Think about what a true mutex does. The true mutex switches into kernel mode
(aka: your program is no longer running, Linux is running). That means a
spectre-guard / meltdown guard is executed (your TLB buffer may be flushed, as
well as various other memory-guards to prevent Spectre from leaking data).

Once the guards are executed, kernel-mode has to find more work to do.
Traversing the kernel-data structures can take 1 to 10 microseconds, depending
on how cold the cache is. Finally, since another thread may be running (before
your thread comes back), you probably lost all your data from L1 cache (and at
minimum: your branch-predictor state because of Spectre).

A spinlock without any contention takes less than 10-nanoseconds to run, to
maybe 50-nanoseconds with a bit of contention (!!). You're basically
reading/writing data to L1 cache, maybe L3 cache under contention.

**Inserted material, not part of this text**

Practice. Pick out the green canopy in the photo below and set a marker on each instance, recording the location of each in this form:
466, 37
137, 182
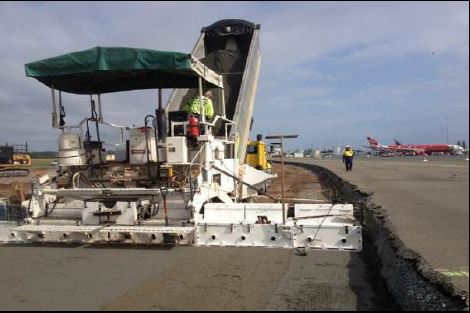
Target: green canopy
111, 69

However, a scheduler invocation will be on the order of 5000 nanoseconds (~5
microeconds) or so, due to all of the work that the scheduler has to do.

\--------

Window's default spincount is something on the order of 4000 cycles. Spinning
for 4000-cycles (or less) is an advantage towards a spinlock-like methodology.
(4000 cycles x 4GHz == 1-microsecond). Just to give you an idea of the speed-
magnitudes that are being discussed here.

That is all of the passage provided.